Compared to 2020, most other forecasters, including Zoopla, Knight Frank and Chestertons, expect average prices to increase by 1% to 1.5%, a slowdown.
After the first national shutdown in March, pent-up demand, along with the temporary stamp duty holiday that started in June, resulted in a market rebound that shocked many observers.
The market surged ahead in September, at its fastest pace since 2016.
Prices in December were up a stunning 5.3 percent from March, when the Covid 19 pandemic struck the UK, according to Nationwide.
Robert Gardner, chief economist of Nationally, said, “At the beginning of the pandemic, the resilience we have seen in recent quarters seemed unlikely.”
In fact, during the initial freeze, housing market activity came to an almost complete halt as the overall economy contracted by an astounding 26 percent.
The Stamp Duty Land Tax (SDLT) cut, however, which saves purchasers £ 15,000 on a home worth £ 500,000 in England and Northern Ireland, expires on March 31, 2021.
A month later, the tax relief from the government ended.
Rightmove claims there is a backlog of 650,000 properties that are changing hands, which in the first quarter of next year should keep the market busy.
In Scotland and Wales, separate stamp duty breaks were less generous, eliminating sales taxes by up to £250,000. They, too, will expire at the end of March, and soon afterwards, many expect the economy to soften.

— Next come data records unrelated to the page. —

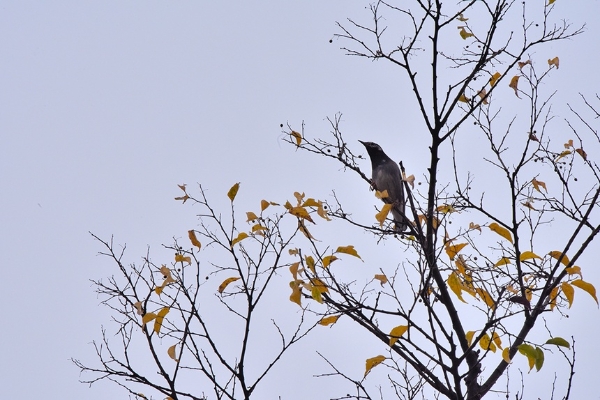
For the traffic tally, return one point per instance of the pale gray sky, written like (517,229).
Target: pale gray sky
(106,106)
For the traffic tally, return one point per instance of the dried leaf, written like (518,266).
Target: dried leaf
(194,239)
(396,333)
(226,282)
(233,191)
(373,362)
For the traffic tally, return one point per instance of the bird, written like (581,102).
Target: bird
(386,176)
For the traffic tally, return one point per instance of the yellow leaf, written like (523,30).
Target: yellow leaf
(296,136)
(537,184)
(381,278)
(557,255)
(382,215)
(462,97)
(233,191)
(469,336)
(501,231)
(301,212)
(294,269)
(573,270)
(496,339)
(558,341)
(194,239)
(319,285)
(305,232)
(494,78)
(452,250)
(347,250)
(506,354)
(250,216)
(474,226)
(328,260)
(568,291)
(523,63)
(588,287)
(553,61)
(159,319)
(310,262)
(182,258)
(239,238)
(316,294)
(553,295)
(296,295)
(396,333)
(147,318)
(463,33)
(529,352)
(373,362)
(226,282)
(485,296)
(526,255)
(486,343)
(456,285)
(332,319)
(514,82)
(461,264)
(502,261)
(381,195)
(171,352)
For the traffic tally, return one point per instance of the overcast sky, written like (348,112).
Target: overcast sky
(105,106)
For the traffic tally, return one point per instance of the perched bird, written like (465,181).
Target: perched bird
(386,176)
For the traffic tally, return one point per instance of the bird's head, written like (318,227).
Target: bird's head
(375,152)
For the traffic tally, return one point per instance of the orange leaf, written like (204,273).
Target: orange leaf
(194,239)
(226,282)
(332,319)
(568,291)
(396,333)
(159,319)
(382,215)
(233,191)
(373,362)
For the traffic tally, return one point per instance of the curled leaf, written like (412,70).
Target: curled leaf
(373,362)
(558,341)
(233,191)
(332,319)
(226,282)
(194,239)
(396,333)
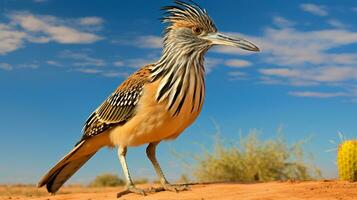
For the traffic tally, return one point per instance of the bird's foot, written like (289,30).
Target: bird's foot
(170,187)
(131,189)
(175,187)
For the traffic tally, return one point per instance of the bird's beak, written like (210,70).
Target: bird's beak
(221,39)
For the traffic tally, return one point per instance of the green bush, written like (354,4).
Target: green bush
(107,180)
(254,160)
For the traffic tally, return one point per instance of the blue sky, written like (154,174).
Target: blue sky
(60,59)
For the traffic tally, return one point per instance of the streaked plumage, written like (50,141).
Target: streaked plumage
(158,102)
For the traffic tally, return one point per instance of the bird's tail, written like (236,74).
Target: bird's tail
(70,163)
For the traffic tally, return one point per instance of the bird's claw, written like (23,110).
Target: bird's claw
(175,187)
(131,189)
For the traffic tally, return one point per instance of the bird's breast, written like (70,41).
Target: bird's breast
(154,121)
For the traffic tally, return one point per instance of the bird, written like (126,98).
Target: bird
(154,104)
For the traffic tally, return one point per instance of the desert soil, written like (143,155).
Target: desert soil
(317,190)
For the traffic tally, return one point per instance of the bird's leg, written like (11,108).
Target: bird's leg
(151,153)
(130,187)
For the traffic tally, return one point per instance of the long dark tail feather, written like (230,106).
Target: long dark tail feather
(68,165)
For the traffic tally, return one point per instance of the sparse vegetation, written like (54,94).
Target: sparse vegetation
(254,160)
(107,180)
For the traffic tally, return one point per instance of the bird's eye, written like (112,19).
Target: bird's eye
(197,30)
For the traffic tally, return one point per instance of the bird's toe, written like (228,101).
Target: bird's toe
(131,189)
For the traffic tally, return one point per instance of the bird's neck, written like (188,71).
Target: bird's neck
(181,74)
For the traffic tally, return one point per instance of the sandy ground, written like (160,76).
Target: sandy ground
(317,190)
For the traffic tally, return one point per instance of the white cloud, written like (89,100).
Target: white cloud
(337,23)
(27,27)
(313,76)
(82,59)
(89,71)
(90,21)
(237,63)
(149,41)
(314,9)
(6,67)
(118,63)
(237,75)
(144,41)
(115,74)
(29,65)
(282,22)
(50,28)
(10,39)
(291,47)
(139,62)
(317,94)
(54,63)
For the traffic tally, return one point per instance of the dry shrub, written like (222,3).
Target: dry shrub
(254,160)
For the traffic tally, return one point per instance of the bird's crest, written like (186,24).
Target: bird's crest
(187,15)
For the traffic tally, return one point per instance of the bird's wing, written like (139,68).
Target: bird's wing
(119,107)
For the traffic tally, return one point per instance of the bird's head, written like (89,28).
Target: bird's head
(190,27)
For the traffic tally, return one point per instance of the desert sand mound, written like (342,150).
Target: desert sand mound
(317,190)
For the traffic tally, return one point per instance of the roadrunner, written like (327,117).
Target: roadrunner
(157,102)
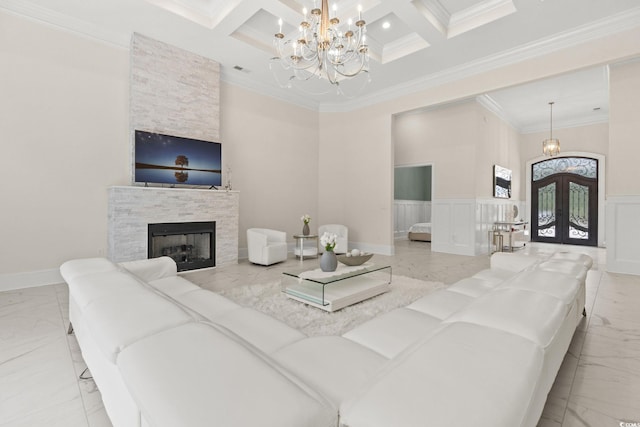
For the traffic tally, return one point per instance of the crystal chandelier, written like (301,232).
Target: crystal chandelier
(551,146)
(322,48)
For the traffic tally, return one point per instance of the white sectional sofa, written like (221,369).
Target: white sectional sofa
(482,352)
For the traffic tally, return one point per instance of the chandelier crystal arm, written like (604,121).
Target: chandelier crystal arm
(323,47)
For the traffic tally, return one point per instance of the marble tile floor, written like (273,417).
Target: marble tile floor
(598,384)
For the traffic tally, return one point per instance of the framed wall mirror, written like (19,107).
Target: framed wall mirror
(501,182)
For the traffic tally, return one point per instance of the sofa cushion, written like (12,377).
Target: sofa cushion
(174,286)
(91,287)
(585,260)
(464,375)
(494,274)
(335,366)
(264,332)
(79,267)
(392,332)
(441,303)
(151,269)
(569,268)
(532,315)
(551,283)
(194,375)
(473,287)
(120,320)
(513,262)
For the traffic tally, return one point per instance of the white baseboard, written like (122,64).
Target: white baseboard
(9,282)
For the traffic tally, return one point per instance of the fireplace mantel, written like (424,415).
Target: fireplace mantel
(132,208)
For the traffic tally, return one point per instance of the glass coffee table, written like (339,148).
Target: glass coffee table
(336,290)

“Once the SDLT vacations expire at the end of March, we expect sales transactions to slow as the impetus to move among buyers motivated by stamp duty savings wanes,” said Richard Donnell of Zoopla’s listing website. When the stamp duty incentive is withdrawn, he expects sales to be 20-30 percent below regular levels, meaning rates at the end of the year will be just 1 percent higher than at the start.
Knight Frank, a real estate company, has a similar view and expects inflation in house prices to remain reasonably subdued over the next few years, expecting rises of 1% in 2021 and 3% in 2022.
With just a 1 percent rise in Greater London in 2022, Savills expects price growth to stall next year. Lucian Cook, head of residential research at Savills, said, “We expect the economic impact of the pandemic to weigh more heavily on the housing market next year,”
In the northwest of England, he expects the recovery to be the fastest. In 2022 and 8% the following year, price growth could accelerate to 6 percent.
The five-year projection by Savills shows the North West at the top of the table, with a possible 27.3 percent increase, and London at the bottom, with a 12.7 percent rise.
The form of property pursued by house hunters has been modified by the pandemic. In recent quarters, Nationally said demand for less densely populated areas has increased and detached properties have seen greater price increases, while apartments have declined.
The outer southeast area, which includes Brighton, Southampton and Oxford, saw prices rise 8 percent in 2020, following a 1 percent decline in 2019, with many Londoners moving away from the capital.
Chestertons predicts prices will struggle next year in the capital. Nick Barnes, head of research at the London-based agency, said, “We expect ha ha ha ha ha if there are no other major systemic shocks.”